A Daughter’s Goodbye After Cancer Took Her Mom: She Watched the Sky All Day, Hoping to Feel One Last Hug From Heaven

To My Mom on the Day She Left for Heaven:

Today, you caught an early flight to Heaven and slipped away without a goodbye. I wasn’t ready for today to be the day. Truthfully, I didn’t want any day to ever be the day. My heart kept hoping for more time, one more moment, one more chance to say everything I didn’t get to say.

I hope you weren’t scared this morning when you left. I hope you were surrounded by kind souls who offered you hugs and whispered that they were Heaven-bound too, guiding you gently on your way.

I was scared when you left today. I was wrapped in hugs, with everyone telling me how you finally made it home, and while part of me was happy for you, the bigger part just missed you. I needed you here to look at me and tell me it was all going to be okay—because you’re the only one who ever could make it feel that way.

I can only imagine what your view looked like and how it must have felt to finally be free. Free from cancer. Free from pain. To feel good again for the first time in so long, with the heavy weight of sickness lifted from your body and your spirit able to rest.

My view down here looked different today too. I found myself searching the sky, wondering which way you went to reach Heaven, wondering if you were still just beyond the clouds. I kept my eyes lifted all day, hoping—almost expecting—to catch a glimpse of you somewhere above me.

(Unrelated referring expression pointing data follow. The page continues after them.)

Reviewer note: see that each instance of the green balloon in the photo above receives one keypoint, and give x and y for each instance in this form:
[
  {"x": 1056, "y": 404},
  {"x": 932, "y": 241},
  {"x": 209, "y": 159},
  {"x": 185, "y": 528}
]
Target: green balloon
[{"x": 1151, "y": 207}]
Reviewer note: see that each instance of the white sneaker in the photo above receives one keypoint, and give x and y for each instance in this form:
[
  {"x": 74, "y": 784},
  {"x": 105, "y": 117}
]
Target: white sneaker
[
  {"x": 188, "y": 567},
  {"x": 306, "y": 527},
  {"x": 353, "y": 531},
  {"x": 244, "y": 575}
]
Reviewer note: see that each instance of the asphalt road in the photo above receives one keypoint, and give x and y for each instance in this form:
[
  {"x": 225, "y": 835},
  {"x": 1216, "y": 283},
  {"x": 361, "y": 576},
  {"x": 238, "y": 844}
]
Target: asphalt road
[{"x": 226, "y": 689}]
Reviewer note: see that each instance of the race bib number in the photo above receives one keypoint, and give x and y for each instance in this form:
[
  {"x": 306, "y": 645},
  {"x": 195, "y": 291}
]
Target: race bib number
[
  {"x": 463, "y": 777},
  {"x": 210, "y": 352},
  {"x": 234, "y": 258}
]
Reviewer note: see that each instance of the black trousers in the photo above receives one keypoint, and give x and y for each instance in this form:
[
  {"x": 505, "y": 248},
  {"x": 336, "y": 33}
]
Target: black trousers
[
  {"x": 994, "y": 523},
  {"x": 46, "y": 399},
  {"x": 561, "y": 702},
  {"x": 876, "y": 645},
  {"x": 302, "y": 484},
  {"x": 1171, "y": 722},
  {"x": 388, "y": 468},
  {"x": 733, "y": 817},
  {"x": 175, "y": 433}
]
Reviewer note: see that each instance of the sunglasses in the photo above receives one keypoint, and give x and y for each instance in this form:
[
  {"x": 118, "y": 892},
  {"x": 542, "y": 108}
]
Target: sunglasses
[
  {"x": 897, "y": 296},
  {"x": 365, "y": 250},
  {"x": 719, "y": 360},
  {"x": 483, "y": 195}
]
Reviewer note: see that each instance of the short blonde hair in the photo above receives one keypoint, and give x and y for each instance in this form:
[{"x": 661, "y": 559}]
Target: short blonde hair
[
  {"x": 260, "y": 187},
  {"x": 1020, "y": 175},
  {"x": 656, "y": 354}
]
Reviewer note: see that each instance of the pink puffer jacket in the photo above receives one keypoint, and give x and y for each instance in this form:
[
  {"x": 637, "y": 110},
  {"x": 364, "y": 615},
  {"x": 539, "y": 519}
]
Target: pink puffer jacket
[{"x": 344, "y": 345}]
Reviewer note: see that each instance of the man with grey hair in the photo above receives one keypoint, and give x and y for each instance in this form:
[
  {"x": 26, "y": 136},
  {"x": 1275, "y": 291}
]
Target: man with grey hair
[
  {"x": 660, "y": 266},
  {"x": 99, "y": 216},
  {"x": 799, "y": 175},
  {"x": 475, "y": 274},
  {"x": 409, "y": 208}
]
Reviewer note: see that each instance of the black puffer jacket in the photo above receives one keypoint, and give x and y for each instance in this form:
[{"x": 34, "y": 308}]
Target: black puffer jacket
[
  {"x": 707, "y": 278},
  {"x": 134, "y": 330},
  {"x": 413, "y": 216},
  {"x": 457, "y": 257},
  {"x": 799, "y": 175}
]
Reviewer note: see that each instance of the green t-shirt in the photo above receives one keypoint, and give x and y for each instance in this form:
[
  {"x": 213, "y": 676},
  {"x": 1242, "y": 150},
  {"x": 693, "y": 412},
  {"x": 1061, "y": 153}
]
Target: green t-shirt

I hope you were greeted by family and old friends you’ve missed for so long. I imagine those hugs felt incredible, especially from the ones you had been longing to see for so many years.

Down here, I’m already missing your hugs. Today, when you left, was when I needed one the most. No one else’s hug compares. Yours is the one I’ll be longing for, for a long time.

I hope you’re settling into your new home, and as much as it hurts to say, I hope you’re making beautiful memories there. Almost all of my memories since the day I was born include you and me, and now that you’re gone, those memories are what I’ll cling to and treasure.

I just wish I could call you—just once—to ask if you made it there safely, and even more, to tell you that I’m okay so you won’t worry about me.

They say you can’t take anything with you when you go, but I want you to know this: today, when you left for Heaven, you took a piece of my heart with you—and you left a piece of yourself here with me forever.